Che linguaggio, questi giovani innovativi di cui stiamo intercettando le storie. Riattivare la città, generare soluzioni collettive e chissà quali altri nuovi modi di descrivere quello che si fa incontreremo. È uno degli aspetti affascinanti della nostra rubrica, un viaggio non solo nelle storie di giovani protagonisti del cambiamento sociale ma anche nei loro linguaggi, con cui spesso sfidano l’esistente, che si perpetua anche attraverso stratagemmi linguistici.

Puntodock, dunque. Ancona, il gomito d’Italia. È da questa città d’oriente che arriva la storia narrata da Tommaso, trentenne presidente di Puntodock, che con un gruppo di altri giovani ha fondato la cooperativa quattro anni fa. Ecco il suo racconto.

Storie di Giovani: Puntodock Ancona

Tommaso, chi sono i protagonisti di Puntodock?

Per il momento il cuore pulsante di Puntodock è composto da quattro soci lavoratori (solo uno supera i 30 anni, ma non dirò chi…): Cristiana, la nostra Social media manager preferita, Carmelo che si occupa di progettazione, Francesco che sviluppa i nostri servizi e si relaziona coi clienti, ed io che progetto e gestisco i processi partecipativi.

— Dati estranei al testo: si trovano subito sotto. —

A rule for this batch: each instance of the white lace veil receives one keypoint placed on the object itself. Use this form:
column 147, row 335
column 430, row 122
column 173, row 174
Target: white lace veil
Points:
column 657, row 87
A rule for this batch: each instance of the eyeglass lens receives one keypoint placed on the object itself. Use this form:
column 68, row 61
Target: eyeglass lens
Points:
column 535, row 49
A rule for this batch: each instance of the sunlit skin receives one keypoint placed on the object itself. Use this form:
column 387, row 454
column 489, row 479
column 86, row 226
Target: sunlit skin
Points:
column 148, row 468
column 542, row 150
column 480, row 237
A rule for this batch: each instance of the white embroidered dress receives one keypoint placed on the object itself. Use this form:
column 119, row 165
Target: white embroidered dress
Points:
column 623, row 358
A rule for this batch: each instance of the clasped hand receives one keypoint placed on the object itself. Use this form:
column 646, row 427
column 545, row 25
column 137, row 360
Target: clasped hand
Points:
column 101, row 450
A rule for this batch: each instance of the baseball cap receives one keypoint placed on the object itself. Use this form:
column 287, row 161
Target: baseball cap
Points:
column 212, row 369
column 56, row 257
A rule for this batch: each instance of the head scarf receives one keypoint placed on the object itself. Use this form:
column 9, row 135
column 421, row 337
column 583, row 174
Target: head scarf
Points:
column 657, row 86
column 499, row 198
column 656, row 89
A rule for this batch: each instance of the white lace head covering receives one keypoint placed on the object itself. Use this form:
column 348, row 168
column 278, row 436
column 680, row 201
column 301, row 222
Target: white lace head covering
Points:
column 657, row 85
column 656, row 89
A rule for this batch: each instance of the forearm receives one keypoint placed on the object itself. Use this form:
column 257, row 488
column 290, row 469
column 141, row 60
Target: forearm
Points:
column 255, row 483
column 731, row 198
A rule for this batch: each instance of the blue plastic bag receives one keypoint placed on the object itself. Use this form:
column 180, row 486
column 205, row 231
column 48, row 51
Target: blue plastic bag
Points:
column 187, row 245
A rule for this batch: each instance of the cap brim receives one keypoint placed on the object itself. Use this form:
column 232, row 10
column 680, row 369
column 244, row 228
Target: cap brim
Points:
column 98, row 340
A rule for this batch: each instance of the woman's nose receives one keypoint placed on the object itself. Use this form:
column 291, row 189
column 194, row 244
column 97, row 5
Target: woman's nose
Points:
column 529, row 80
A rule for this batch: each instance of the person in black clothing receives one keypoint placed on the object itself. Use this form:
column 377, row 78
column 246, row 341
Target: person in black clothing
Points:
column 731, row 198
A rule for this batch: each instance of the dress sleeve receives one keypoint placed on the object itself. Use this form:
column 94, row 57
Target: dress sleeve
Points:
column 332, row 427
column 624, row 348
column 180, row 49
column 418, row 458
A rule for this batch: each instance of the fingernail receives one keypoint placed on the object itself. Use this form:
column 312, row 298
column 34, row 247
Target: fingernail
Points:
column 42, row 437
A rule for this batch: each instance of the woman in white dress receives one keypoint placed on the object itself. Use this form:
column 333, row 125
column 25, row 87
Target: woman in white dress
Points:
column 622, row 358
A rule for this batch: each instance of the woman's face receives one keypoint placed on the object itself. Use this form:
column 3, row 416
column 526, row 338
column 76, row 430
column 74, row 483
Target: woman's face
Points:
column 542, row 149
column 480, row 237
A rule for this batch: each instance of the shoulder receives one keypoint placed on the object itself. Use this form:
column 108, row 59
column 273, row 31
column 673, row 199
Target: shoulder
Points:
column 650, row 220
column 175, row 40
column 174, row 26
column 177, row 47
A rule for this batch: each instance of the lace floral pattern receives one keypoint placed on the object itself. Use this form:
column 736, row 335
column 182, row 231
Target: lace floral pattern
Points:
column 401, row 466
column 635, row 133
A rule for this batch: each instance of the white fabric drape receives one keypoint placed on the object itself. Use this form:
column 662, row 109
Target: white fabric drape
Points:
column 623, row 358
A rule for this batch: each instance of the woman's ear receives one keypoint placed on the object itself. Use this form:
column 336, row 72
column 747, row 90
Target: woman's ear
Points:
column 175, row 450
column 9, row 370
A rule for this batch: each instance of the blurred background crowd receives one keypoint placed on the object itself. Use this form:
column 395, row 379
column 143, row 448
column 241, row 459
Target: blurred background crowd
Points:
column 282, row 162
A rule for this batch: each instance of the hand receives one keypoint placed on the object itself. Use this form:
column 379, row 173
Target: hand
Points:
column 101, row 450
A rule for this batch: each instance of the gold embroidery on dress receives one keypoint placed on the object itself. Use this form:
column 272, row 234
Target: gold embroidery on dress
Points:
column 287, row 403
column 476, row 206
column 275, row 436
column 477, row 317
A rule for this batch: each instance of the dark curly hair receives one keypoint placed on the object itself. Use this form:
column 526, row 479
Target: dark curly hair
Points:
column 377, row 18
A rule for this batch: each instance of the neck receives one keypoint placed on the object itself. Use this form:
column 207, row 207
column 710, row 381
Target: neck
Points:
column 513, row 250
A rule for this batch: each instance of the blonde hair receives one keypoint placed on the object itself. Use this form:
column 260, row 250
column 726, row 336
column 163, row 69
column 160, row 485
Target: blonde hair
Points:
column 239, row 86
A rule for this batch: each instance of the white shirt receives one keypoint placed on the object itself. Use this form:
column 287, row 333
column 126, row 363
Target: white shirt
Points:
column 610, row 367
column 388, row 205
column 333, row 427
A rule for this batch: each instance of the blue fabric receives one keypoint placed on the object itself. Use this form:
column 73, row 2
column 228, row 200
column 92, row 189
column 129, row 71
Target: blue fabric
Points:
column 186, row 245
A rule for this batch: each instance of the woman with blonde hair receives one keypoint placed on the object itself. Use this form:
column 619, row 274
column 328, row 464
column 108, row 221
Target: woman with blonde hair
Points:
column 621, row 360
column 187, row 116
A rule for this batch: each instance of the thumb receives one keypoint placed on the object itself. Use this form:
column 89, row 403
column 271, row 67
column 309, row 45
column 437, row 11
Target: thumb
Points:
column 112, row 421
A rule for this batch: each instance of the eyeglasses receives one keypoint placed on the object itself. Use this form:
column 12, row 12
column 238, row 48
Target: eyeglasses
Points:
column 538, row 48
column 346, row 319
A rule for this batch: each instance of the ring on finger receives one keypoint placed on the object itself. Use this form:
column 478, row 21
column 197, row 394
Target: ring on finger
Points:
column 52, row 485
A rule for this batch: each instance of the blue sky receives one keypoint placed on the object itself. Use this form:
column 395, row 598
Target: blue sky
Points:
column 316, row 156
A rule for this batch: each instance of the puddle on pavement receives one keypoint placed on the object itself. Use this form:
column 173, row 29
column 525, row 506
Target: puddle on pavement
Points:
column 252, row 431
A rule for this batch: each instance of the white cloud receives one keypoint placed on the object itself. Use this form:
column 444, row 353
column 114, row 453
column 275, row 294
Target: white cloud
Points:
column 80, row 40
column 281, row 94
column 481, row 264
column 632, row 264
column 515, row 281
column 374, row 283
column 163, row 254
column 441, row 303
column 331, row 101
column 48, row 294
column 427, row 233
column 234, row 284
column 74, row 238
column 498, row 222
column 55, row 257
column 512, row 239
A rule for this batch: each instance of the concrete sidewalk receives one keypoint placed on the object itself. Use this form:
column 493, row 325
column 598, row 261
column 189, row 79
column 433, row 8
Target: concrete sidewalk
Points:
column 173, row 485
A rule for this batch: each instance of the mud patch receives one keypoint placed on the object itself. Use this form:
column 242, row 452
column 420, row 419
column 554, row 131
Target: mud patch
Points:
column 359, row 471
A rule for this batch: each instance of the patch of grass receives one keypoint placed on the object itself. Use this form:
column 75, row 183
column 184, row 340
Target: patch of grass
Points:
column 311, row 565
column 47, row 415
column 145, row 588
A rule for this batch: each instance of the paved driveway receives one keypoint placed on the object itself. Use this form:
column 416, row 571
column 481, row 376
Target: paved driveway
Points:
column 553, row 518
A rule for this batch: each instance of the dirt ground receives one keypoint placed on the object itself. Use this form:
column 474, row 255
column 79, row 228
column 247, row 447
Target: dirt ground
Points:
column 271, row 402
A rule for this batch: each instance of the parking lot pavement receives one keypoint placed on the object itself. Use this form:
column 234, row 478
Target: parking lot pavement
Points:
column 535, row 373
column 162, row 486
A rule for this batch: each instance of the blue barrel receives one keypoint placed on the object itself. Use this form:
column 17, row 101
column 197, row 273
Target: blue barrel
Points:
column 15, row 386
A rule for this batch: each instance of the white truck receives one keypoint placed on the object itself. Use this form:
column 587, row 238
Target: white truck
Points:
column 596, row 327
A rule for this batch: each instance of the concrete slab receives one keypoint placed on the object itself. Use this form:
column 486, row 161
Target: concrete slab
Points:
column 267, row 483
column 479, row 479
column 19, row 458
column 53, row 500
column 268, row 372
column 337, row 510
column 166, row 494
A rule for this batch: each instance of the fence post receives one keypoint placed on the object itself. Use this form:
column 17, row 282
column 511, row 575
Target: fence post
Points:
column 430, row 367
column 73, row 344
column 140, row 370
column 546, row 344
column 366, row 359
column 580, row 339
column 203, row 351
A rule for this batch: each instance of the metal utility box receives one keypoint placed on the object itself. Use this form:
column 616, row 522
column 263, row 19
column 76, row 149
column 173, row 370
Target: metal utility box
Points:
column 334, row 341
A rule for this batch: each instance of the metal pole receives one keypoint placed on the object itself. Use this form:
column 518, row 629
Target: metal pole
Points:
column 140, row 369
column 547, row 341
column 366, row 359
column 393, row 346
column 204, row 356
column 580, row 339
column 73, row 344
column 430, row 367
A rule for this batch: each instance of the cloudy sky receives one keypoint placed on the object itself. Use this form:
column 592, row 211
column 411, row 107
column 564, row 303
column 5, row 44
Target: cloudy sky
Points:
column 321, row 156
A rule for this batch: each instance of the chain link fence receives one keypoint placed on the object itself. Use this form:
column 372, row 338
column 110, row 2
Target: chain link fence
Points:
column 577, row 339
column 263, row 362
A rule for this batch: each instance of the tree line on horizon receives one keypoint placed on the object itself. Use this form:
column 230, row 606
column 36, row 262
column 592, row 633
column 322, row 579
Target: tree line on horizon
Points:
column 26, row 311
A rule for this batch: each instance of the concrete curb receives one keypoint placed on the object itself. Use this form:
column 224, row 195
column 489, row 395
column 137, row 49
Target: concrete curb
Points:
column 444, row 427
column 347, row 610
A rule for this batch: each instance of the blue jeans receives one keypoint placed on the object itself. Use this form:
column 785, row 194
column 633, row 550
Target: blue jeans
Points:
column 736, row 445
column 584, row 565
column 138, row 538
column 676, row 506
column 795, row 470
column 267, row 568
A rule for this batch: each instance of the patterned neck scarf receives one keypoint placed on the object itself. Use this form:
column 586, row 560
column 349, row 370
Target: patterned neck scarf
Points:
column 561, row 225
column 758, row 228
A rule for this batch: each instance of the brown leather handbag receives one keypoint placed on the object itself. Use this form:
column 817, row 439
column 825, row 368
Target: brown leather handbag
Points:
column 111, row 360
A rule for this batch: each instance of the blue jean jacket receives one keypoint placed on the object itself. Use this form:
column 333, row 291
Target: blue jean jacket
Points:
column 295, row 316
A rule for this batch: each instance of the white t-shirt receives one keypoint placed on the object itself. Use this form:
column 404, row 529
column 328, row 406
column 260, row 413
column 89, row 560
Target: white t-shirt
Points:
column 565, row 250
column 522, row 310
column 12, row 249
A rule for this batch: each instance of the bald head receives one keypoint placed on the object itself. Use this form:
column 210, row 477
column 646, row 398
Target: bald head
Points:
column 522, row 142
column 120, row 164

Come siete arrivati a costituire Puntodock?

È stata una scintilla, una splendida casualità che ha unito percorsi diversi e uno stesso desiderio di crearsi un lavoro a partire dalle proprie inclinazioni. Era il 2010, a Londra, una settimana prima che eruttasse il vulcano islandese Eyjafjöll, e stavamo frequentando un Master internazionale. Le condizioni astrali c’erano tutte.

Cristiana ha cominciato a fare proseliti tra alcuni della nostra classe e con un “perché non ci vediamo per capire se possiamo fare qualcosa insieme?” è iniziata l’avventura Puntodock. Così, in sette persone che abitavano e lavoravano tra Bologna, Genova, Milano, Roma e Ancona, abbiamo cominciato a riunirci, in giro per l’Italia nei fine settimana e online di notte, costruendo i primi modelli, riempiendo business plan, analizzando target e territori. All’epoca lavoravamo tutti, chi in azienda chi nel non profit, e l’idea di fondo che fin da subito ha animato il gruppo era che volevamo inventarci un lavoro, insieme.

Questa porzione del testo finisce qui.